Skip to content

aliavni/docker

Repository files navigation

Docker data stack

Table of Contents

Run

  1. Install Docker Desktop
  2. Create .env file in the repo root by copying .env.template
  3. Fill in the desired POSTGRES_PASSWORD value in the .env file
  4. Build containers:
docker compose up -d --build

Jupyter

Check out the jupyterlab container logs and click on the link that looks like http://127.0.0.1:8089/lab?token=...

Trino

docker exec -it trino trino
SHOW SCHEMAS FROM db;
USE db.public;
SHOW TABLES FROM public;

Spark

docker exec -it spark-master /bin/bash
cd /opt/spark/bin
./spark-submit --master spark://0.0.0.0:7077 \
  --name spark-pi \
  --class org.apache.spark.examples.SparkPi  \
  local:///opt/spark/examples/jars/spark-examples_2.12-3.5.1.jar 100

Thrift

docker exec -it spark-master /bin/bash
./bin/beeline
!connect jdbc:hive2://localhost:10000 scott tiger
show databases;
create table hive_example(a string, b int) partitioned by(c int);
alter table hive_example add partition(c=1);
insert into hive_example partition(c=1) values('a', 1), ('a', 2),('b',3);
select count(distinct a) from hive_example;
select sum(b) from hive_example;

ScyllaDB

Connect to cqlsh

docker exec -it scylla-1 cqlsh

Create keyspace

CREATE KEYSPACE data
WITH replication = {'class': 'SimpleStrategy', 'replication_factor' : 3};

Use keyspace and create table

USE data;

CREATE TABLE data.users (
    user_id uuid PRIMARY KEY,
    first_name text,
    last_name text,
    age int
);

Insert data

INSERT INTO data.users (user_id, first_name, last_name, age)
  VALUES (123e4567-e89b-12d3-a456-426655440000, 'Polly', 'Partition', 77);

Kafka

Create topic

docker exec -it kafka kafka-topics.sh --create --topic test --bootstrap-server 127.0.0.1:9092

Kafka producer

See kafka_producer.ipynb

Kafka consumer

kafka_consumer.ipynb

Airflow

Check out the .env.template file.

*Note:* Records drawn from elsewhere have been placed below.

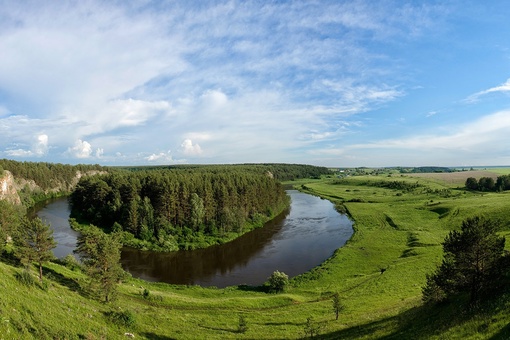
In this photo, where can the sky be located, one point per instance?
(330, 83)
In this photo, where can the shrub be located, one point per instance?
(277, 281)
(25, 278)
(121, 318)
(243, 325)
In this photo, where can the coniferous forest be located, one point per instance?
(184, 207)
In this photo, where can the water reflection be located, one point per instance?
(295, 242)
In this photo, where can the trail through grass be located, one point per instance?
(378, 274)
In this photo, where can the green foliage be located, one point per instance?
(242, 326)
(311, 328)
(10, 216)
(124, 318)
(34, 243)
(277, 281)
(170, 209)
(25, 278)
(473, 262)
(502, 183)
(100, 253)
(337, 305)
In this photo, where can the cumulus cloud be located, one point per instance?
(39, 148)
(190, 149)
(160, 157)
(81, 149)
(118, 75)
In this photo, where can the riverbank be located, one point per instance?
(297, 240)
(400, 232)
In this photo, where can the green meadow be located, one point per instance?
(399, 221)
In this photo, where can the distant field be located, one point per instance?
(459, 178)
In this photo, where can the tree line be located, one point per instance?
(502, 183)
(279, 171)
(178, 208)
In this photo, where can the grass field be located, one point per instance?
(399, 221)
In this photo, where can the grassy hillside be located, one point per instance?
(400, 223)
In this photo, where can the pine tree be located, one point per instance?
(473, 263)
(35, 242)
(100, 254)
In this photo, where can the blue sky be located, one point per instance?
(334, 83)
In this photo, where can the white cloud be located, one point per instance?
(481, 135)
(81, 149)
(237, 77)
(39, 148)
(505, 87)
(190, 149)
(160, 157)
(99, 152)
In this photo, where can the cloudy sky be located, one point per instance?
(335, 83)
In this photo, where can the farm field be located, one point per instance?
(399, 221)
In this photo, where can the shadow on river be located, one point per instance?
(294, 242)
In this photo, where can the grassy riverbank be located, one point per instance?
(400, 223)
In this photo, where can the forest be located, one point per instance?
(184, 207)
(502, 183)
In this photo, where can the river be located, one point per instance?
(296, 241)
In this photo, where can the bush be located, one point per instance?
(277, 281)
(243, 325)
(25, 278)
(121, 318)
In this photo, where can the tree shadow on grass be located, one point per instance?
(260, 289)
(154, 336)
(504, 333)
(62, 280)
(425, 321)
(230, 330)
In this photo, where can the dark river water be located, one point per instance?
(296, 241)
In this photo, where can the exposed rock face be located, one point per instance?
(8, 188)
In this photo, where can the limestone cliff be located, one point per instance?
(8, 188)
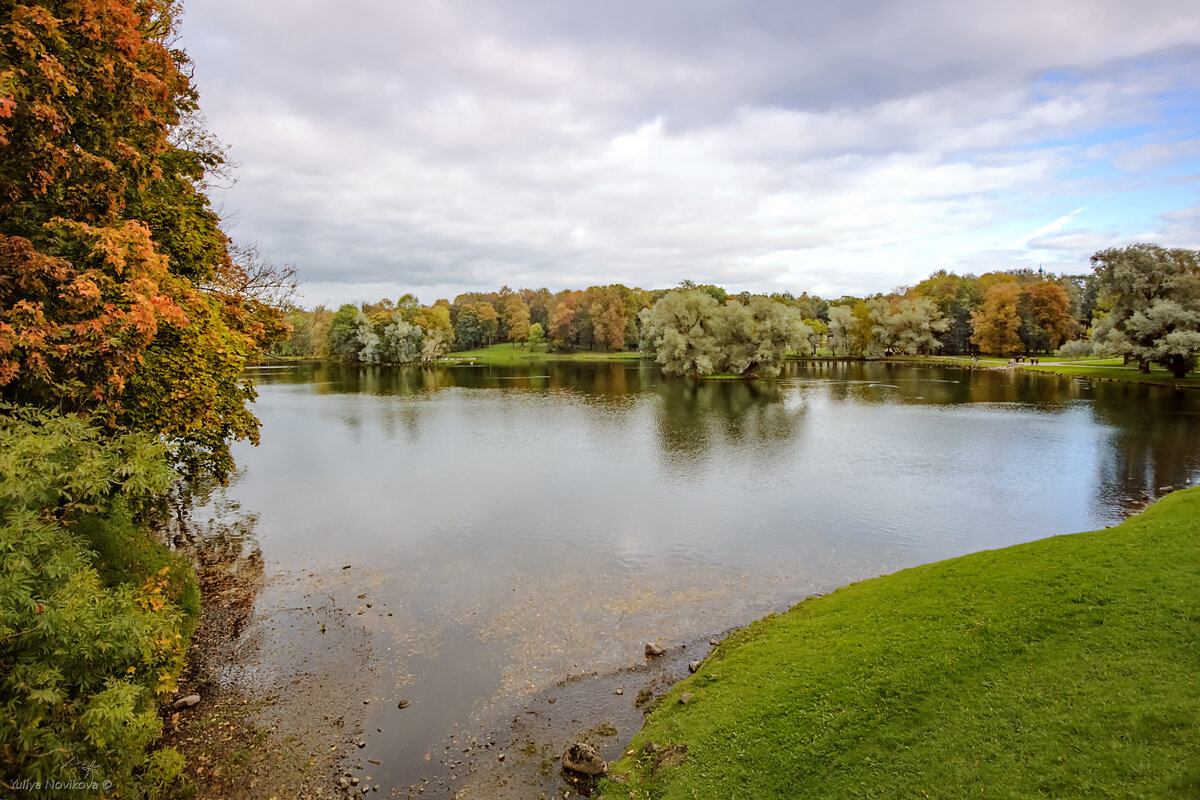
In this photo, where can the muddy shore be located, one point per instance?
(293, 721)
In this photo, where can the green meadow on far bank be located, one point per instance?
(510, 354)
(1114, 370)
(1063, 667)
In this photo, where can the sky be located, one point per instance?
(439, 146)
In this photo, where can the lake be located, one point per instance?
(465, 537)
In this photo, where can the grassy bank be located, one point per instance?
(508, 354)
(1113, 370)
(1065, 667)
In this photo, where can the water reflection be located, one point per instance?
(508, 527)
(696, 416)
(1147, 437)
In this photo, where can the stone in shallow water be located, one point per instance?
(585, 759)
(186, 702)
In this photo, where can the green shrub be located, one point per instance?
(85, 653)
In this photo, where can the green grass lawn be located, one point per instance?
(1068, 667)
(510, 354)
(1113, 370)
(961, 360)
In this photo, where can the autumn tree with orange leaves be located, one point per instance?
(125, 324)
(118, 294)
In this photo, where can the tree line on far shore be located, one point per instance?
(1141, 301)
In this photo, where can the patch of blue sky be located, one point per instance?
(1089, 138)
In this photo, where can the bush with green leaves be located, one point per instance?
(89, 645)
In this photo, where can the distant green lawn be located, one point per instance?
(1068, 667)
(511, 354)
(1114, 370)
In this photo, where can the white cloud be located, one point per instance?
(442, 146)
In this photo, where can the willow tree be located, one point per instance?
(1153, 298)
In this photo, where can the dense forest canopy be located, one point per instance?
(695, 329)
(946, 313)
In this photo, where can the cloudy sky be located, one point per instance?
(441, 146)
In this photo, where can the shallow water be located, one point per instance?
(514, 525)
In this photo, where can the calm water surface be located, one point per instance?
(515, 525)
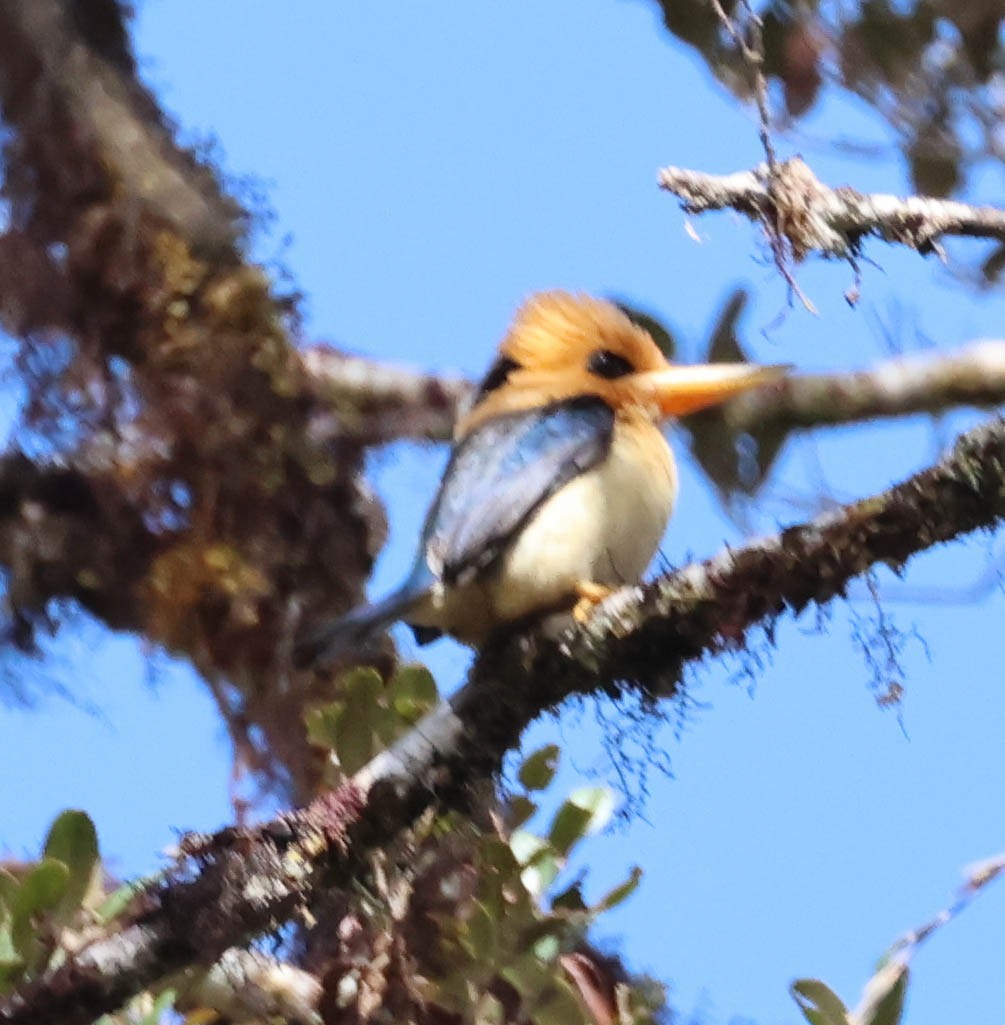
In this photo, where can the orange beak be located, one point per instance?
(682, 390)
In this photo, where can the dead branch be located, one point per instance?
(973, 375)
(237, 884)
(811, 216)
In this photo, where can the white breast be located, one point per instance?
(604, 526)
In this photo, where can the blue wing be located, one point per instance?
(495, 481)
(498, 477)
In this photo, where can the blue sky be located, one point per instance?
(433, 164)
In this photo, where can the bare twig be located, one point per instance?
(753, 54)
(378, 403)
(973, 375)
(812, 216)
(241, 882)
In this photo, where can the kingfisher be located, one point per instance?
(560, 483)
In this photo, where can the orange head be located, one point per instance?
(562, 346)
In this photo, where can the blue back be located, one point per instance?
(498, 477)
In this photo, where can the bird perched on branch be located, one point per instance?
(560, 483)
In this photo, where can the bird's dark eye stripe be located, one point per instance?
(604, 363)
(497, 375)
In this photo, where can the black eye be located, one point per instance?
(497, 375)
(604, 363)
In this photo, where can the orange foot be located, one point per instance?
(590, 596)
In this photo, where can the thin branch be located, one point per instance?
(378, 403)
(973, 375)
(241, 883)
(812, 216)
(753, 54)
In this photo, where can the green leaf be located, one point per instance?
(519, 810)
(482, 934)
(42, 889)
(587, 811)
(619, 894)
(819, 1005)
(359, 729)
(882, 1001)
(561, 1007)
(539, 861)
(73, 841)
(570, 899)
(528, 975)
(538, 769)
(489, 1011)
(321, 724)
(412, 692)
(8, 953)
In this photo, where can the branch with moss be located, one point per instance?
(236, 885)
(795, 205)
(973, 375)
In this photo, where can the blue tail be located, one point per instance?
(355, 631)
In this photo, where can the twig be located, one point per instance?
(375, 403)
(973, 375)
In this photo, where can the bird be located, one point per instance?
(560, 483)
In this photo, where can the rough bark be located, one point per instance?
(238, 884)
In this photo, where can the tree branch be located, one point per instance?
(238, 884)
(379, 403)
(812, 216)
(973, 375)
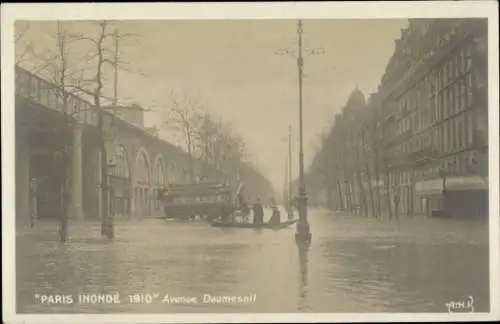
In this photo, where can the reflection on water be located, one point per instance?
(352, 265)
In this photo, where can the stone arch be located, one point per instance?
(142, 183)
(173, 172)
(159, 181)
(120, 183)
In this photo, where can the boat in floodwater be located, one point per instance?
(276, 226)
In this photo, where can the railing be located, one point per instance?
(47, 94)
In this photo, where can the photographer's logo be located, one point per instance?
(465, 306)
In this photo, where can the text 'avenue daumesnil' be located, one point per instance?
(116, 298)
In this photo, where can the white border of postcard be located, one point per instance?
(254, 10)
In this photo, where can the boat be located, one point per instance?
(281, 225)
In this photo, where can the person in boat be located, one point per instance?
(276, 216)
(258, 213)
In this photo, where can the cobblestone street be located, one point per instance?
(353, 265)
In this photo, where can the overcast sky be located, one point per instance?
(233, 67)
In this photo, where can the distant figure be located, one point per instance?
(258, 213)
(276, 216)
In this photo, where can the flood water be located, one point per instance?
(353, 265)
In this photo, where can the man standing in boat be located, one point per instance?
(258, 213)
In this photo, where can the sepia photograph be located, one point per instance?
(228, 162)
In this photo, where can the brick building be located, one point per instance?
(433, 97)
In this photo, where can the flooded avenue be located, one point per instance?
(354, 264)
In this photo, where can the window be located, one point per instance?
(445, 138)
(470, 127)
(469, 59)
(451, 134)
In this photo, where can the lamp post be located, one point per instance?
(303, 229)
(290, 205)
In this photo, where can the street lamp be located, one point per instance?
(303, 233)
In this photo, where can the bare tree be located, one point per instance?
(103, 52)
(184, 117)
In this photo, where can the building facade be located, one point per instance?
(419, 145)
(434, 95)
(139, 163)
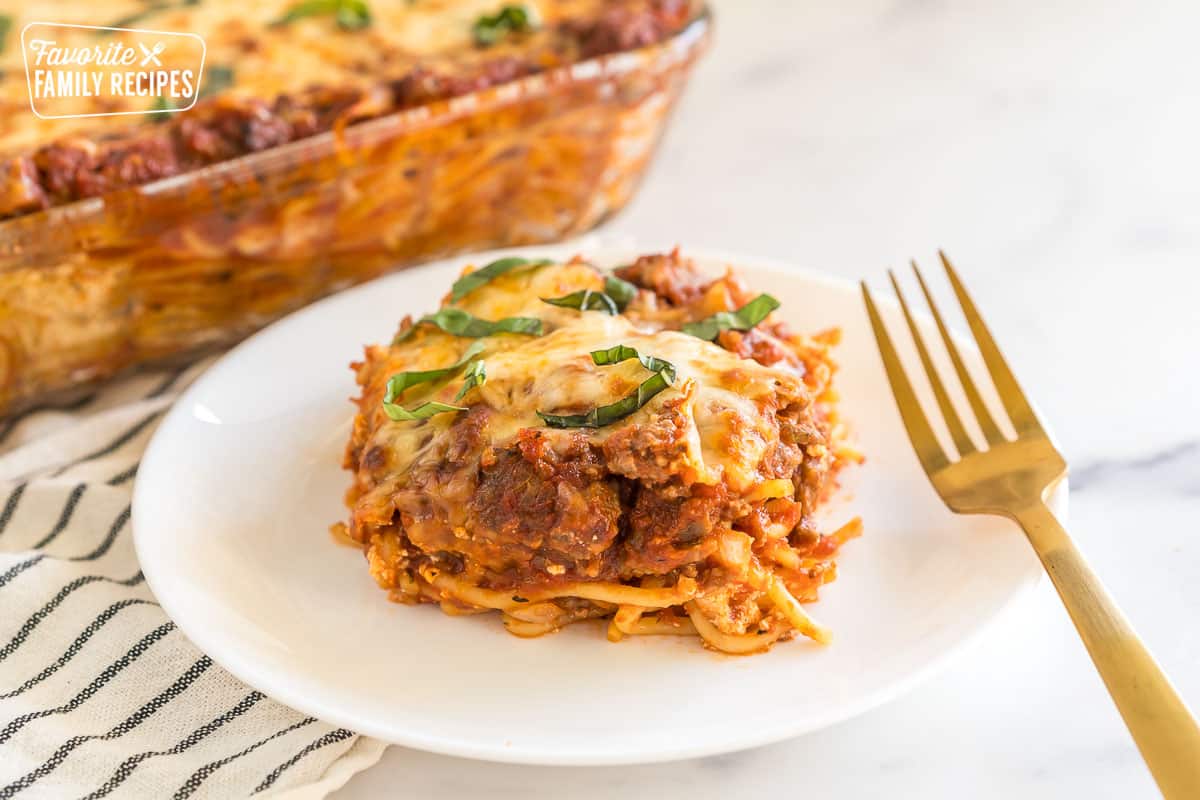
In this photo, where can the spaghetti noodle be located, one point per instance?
(601, 463)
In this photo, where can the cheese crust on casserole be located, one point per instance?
(694, 513)
(281, 83)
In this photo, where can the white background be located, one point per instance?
(1051, 149)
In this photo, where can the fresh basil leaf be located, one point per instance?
(664, 377)
(489, 30)
(475, 376)
(586, 300)
(216, 78)
(459, 323)
(349, 14)
(161, 104)
(622, 292)
(742, 319)
(484, 275)
(5, 26)
(423, 411)
(402, 380)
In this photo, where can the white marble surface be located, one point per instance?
(1051, 148)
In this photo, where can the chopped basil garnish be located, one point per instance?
(586, 300)
(400, 382)
(742, 319)
(664, 377)
(423, 411)
(349, 14)
(472, 281)
(622, 292)
(5, 26)
(509, 19)
(459, 323)
(475, 376)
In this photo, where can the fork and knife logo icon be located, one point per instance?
(151, 54)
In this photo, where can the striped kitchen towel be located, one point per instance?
(101, 696)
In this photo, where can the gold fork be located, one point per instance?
(1011, 477)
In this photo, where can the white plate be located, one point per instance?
(241, 480)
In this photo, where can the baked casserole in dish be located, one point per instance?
(333, 140)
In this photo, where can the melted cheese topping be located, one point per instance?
(267, 60)
(726, 403)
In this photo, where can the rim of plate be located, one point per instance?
(251, 673)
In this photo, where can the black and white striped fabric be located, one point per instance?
(101, 696)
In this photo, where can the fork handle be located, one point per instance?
(1161, 723)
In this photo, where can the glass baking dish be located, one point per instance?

Copy/paste airflow related variables and update their values where necessary.

Slack integration

You need to create a Slack app and setup AIRFLOW_CONN_SLACK_API_DEFAULT env variable with Slack api key. If you don't want to use this integration, remove the AIRFLOW_CONN_SLACK_API_DEFAULT variable from your .env file.